Çok net söyleyim, bir firmanın batması için alacağının 90 gün gecikmesi yeterli. Çünkü 91. Gün artık bankalar nezdinde de kanuna göre yapabilecek bir şey kalmıyor. Adam borcunu tahsil edemezken bir tane çeki yazıldığı takdirde artık bir daha toparlanma şansı yok. Bir çeki yazıldığı anda kredi puanı 1700-1800’lerden bir anda 400’e düşüyor. Piyasadaki itibarınız bitiyor, yeni çek ya da kredi kullanamıyorsunuz.
Düşünsenize, bir inşaat yapıyorsunuz devlet için, milyonlarca liralık çimento araç kiralama bedeline katlanıyorsunuz, devletten para alamadığınız için inşaata devam edemiyorsunuz, işin acı tarafı buna rağmen devlet size ceza kesiyor.
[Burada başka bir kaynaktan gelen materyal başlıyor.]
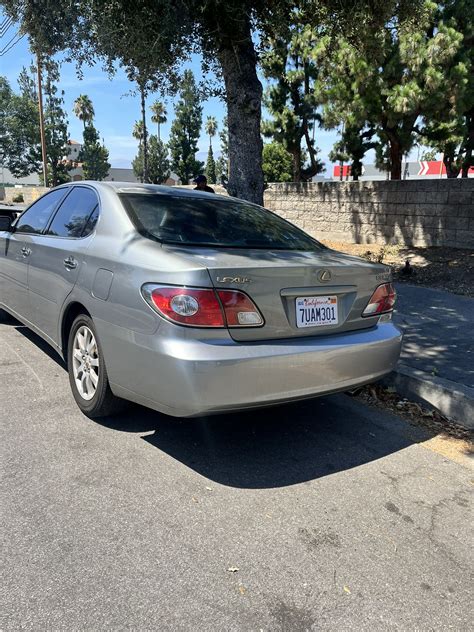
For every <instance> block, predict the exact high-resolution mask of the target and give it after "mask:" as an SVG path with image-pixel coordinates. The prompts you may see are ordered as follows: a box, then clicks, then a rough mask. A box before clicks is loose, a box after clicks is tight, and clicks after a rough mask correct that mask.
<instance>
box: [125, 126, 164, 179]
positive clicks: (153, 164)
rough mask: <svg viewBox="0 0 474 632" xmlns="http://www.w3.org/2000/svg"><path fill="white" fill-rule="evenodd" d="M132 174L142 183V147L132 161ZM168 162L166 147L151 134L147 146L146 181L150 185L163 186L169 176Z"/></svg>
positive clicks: (142, 155)
mask: <svg viewBox="0 0 474 632" xmlns="http://www.w3.org/2000/svg"><path fill="white" fill-rule="evenodd" d="M132 168H133V172H134V174H135V175H136V177H137V178H138V179H139V180H140V181H141V182H143V147H142V146H140V147H139V149H138V153H137V155H136V156H135V158H134V159H133V161H132ZM170 173H171V172H170V161H169V158H168V147H167V145H166V144H165V143H164V142H163V141H161V140H158V138H157V137H156V136H155V135H154V134H152V135H151V136H150V138H149V144H148V180H149V182H151V183H152V184H163V182H166V180H167V179H168V178H169V176H170Z"/></svg>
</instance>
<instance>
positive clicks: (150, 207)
mask: <svg viewBox="0 0 474 632" xmlns="http://www.w3.org/2000/svg"><path fill="white" fill-rule="evenodd" d="M120 198H121V200H122V202H123V204H124V206H125V209H126V210H127V212H128V214H129V216H130V218H131V220H132V221H133V223H134V224H135V227H136V229H137V230H138V232H140V233H141V234H142V235H144V236H146V237H149V238H151V239H156V240H158V241H161V242H163V243H171V244H182V245H192V246H210V247H227V248H262V249H270V250H272V249H275V250H319V249H322V248H323V246H322V245H321V244H320V243H319V242H317V241H316V240H315V239H313V238H312V237H310V236H309V235H307V234H306V233H304V232H303V231H302V230H300V229H299V228H297V227H296V226H293V224H290V223H289V222H286V221H285V220H283V219H282V218H281V217H278V215H274V214H273V213H271V212H270V211H267V210H266V209H264V208H262V207H261V206H257V205H256V204H251V203H250V202H245V201H243V200H236V199H233V198H229V199H225V198H224V199H222V198H218V197H215V196H209V198H212V199H208V198H207V197H206V198H204V197H198V196H196V197H191V196H186V197H185V196H171V195H164V194H159V193H158V194H153V193H151V194H150V193H122V194H120Z"/></svg>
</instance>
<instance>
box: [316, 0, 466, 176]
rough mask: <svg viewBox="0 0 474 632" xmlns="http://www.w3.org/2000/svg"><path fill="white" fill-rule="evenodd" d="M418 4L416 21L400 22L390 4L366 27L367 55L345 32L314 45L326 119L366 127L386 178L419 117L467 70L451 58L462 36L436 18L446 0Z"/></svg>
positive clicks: (450, 89)
mask: <svg viewBox="0 0 474 632" xmlns="http://www.w3.org/2000/svg"><path fill="white" fill-rule="evenodd" d="M447 4H453V3H447ZM420 6H421V9H422V10H421V12H420V13H419V18H418V20H416V21H414V20H413V21H404V20H402V16H401V14H400V8H399V7H398V8H396V10H395V11H393V13H392V15H391V16H390V17H389V19H387V20H386V22H385V23H384V24H383V25H382V26H381V28H378V29H376V30H375V31H372V32H370V33H368V35H367V37H368V38H369V37H370V38H371V40H372V41H371V43H370V44H369V43H368V44H367V46H366V50H369V49H370V51H371V54H370V55H369V54H364V55H363V54H361V48H360V46H358V45H355V44H354V43H353V42H352V41H350V40H349V39H348V38H347V37H342V36H339V37H337V38H332V37H330V36H329V35H325V36H324V37H322V38H321V40H320V41H319V43H318V46H317V47H316V48H315V51H314V54H315V57H316V59H317V60H318V62H319V65H320V69H321V73H322V76H323V80H322V81H321V83H320V86H319V94H320V95H321V98H322V99H324V102H325V105H324V114H323V116H324V118H325V122H326V124H328V125H330V124H341V123H345V124H346V125H347V126H348V127H360V128H362V127H363V126H364V125H365V124H368V125H369V126H373V127H374V129H375V130H376V131H377V135H378V138H379V143H380V145H382V147H381V148H378V151H377V156H378V162H379V164H382V163H385V162H386V161H388V166H389V167H390V170H391V176H392V178H393V179H400V177H401V161H402V157H403V156H404V155H406V154H407V153H408V152H409V151H410V149H411V148H412V146H413V144H414V142H415V140H416V135H417V133H418V132H419V124H420V123H421V122H422V118H423V119H424V120H425V121H428V120H430V119H432V118H433V117H434V118H436V117H437V116H438V115H439V112H440V108H443V107H445V104H446V100H448V101H449V100H450V99H452V97H453V94H456V92H460V91H462V90H463V88H462V86H463V85H464V84H465V82H466V81H467V76H468V73H469V69H468V68H467V67H466V66H465V65H464V66H462V65H460V64H459V63H458V61H457V57H458V55H459V51H460V49H461V48H462V47H463V46H467V42H466V41H465V40H464V43H463V35H462V33H461V32H460V31H459V30H457V28H455V24H454V22H453V21H450V22H449V23H447V22H445V21H444V20H443V10H444V9H443V7H445V6H446V5H441V4H439V5H438V4H436V3H434V2H431V0H423V1H422V2H420ZM467 13H469V12H467ZM466 19H468V18H467V14H466ZM454 77H456V81H454ZM451 78H453V80H452V79H451ZM455 84H456V85H457V88H454V86H455ZM448 110H449V108H448ZM384 147H388V151H386V150H385V149H384Z"/></svg>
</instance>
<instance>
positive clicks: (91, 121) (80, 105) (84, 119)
mask: <svg viewBox="0 0 474 632" xmlns="http://www.w3.org/2000/svg"><path fill="white" fill-rule="evenodd" d="M73 112H74V114H75V115H76V116H77V118H78V119H79V120H80V121H82V122H83V124H84V129H85V128H86V125H87V123H90V122H92V121H93V120H94V116H95V112H94V106H93V105H92V101H91V100H90V98H89V97H88V96H87V94H80V95H79V96H78V97H77V99H76V100H75V101H74V107H73Z"/></svg>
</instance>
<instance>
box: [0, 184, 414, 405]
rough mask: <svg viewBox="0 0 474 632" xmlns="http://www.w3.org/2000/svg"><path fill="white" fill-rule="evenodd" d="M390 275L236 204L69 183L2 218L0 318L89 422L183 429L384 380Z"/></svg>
mask: <svg viewBox="0 0 474 632" xmlns="http://www.w3.org/2000/svg"><path fill="white" fill-rule="evenodd" d="M394 301H395V292H394V289H393V286H392V284H391V277H390V270H389V269H388V268H387V267H386V266H383V265H380V264H373V263H369V262H367V261H364V260H362V259H358V258H356V257H351V256H348V255H345V254H341V253H338V252H335V251H334V250H330V249H329V248H326V247H325V246H323V245H321V244H320V243H318V242H317V241H316V240H315V239H313V238H312V237H310V236H309V235H307V234H306V233H304V232H303V231H301V230H300V229H298V228H296V227H295V226H293V225H292V224H290V223H288V222H286V221H285V220H283V219H281V218H280V217H278V216H277V215H275V214H273V213H271V212H270V211H267V210H265V209H263V208H261V207H259V206H256V205H254V204H250V203H248V202H245V201H242V200H237V199H234V198H227V197H223V196H218V195H213V194H211V193H200V192H195V191H189V190H185V189H179V188H168V187H161V186H155V185H138V184H130V183H118V182H107V183H105V182H101V183H98V182H81V183H80V184H78V183H71V184H66V185H62V186H60V187H57V188H55V189H52V190H51V191H49V192H48V193H46V194H45V195H44V196H43V197H41V198H40V199H39V200H37V201H36V202H34V203H33V204H32V205H31V206H30V207H29V208H28V209H27V210H26V211H25V212H24V213H23V214H22V215H21V216H20V217H19V218H18V219H17V220H16V221H14V222H13V224H11V222H10V220H9V219H8V218H5V217H4V218H0V307H2V308H3V309H4V310H6V311H7V312H9V313H10V314H12V315H13V316H15V317H16V318H18V319H19V320H20V321H22V322H23V323H24V324H25V325H27V326H28V327H30V328H31V329H32V330H33V331H35V332H36V333H37V334H39V335H40V336H41V337H42V338H44V339H45V340H46V341H47V342H48V343H49V344H50V345H51V346H52V347H53V348H54V349H55V350H56V351H57V352H58V353H59V354H60V355H61V357H62V358H63V359H64V360H65V361H66V363H67V366H68V371H69V377H70V384H71V389H72V393H73V395H74V398H75V400H76V402H77V404H78V405H79V407H80V408H81V410H82V411H83V412H84V413H85V414H86V415H88V416H90V417H99V416H104V415H108V414H111V413H112V412H114V411H115V410H117V409H118V408H119V406H120V404H121V403H122V404H123V401H122V400H124V399H125V400H131V401H133V402H138V403H139V404H143V405H144V406H148V407H150V408H153V409H155V410H158V411H161V412H163V413H166V414H169V415H174V416H183V417H191V416H196V415H204V414H210V413H216V412H224V411H233V410H239V409H245V408H252V407H260V406H268V405H273V404H278V403H281V402H288V401H292V400H298V399H304V398H311V397H315V396H318V395H323V394H326V393H331V392H335V391H342V390H347V389H351V388H353V387H356V386H358V385H362V384H366V383H368V382H372V381H374V380H377V379H378V378H380V377H381V376H383V375H385V374H386V373H388V372H390V371H391V370H392V369H393V368H394V367H395V365H396V363H397V360H398V357H399V353H400V346H401V334H400V332H399V330H398V329H397V328H396V327H395V326H394V325H393V323H392V320H391V317H392V309H393V305H394Z"/></svg>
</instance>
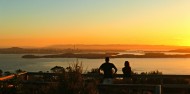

Yani devlet de işi tamamen bedavaya getirmiş oluyor.”
"Devlet diyor ki, siz dolandırıcı değilsiniz ama hapse gireceksiniz"
“Ceza davaları devam eden 180 bin mağdur var. 10 binin üzerinde hapiste ceza yatan var. 30 bin civarında yurt dışında ya da Türkiye’de kaçak olan var. Son zamanlarda da yurt dışına iltica talepleri başladı. Artık dönmemek üzere Türkiye’yi terk etmek isteyenler var aramızda. Dahası silsile devam ediyor, henüz durmuş değil, sayı daha da artıyor.”
“Üstelik kamuoyunda yanlış bir anlaşılma var, bizim ceza yediğimiz kanun hükmü ile çek dolandırıcılığının kanun hükmü ayrı. Biz 5941 sayılı kanundan işlem görüyoruz. Yani dolandırma kastı olan bizimle aynı hükümden yargılanmıyor. Biz 5941 sayılı kanunun mağduruyuz. Çok acıdır velev ki biz dolandırıcılıktan yargılansak 13 ay ceza alacaktık ve denetimli serbestlikle dışarı çıkacaktık. Ama 5941’den yagılananların cezası 5 yıl. Devlet bize diyor ki, siz dolandırıcı değilsiniz, kanınızın son damlasına kadar savaştınız, bunu kabul ediyoruz, ama çekiniz karşılıksız çıktı, bu yüzden hapse gireceksiniz.”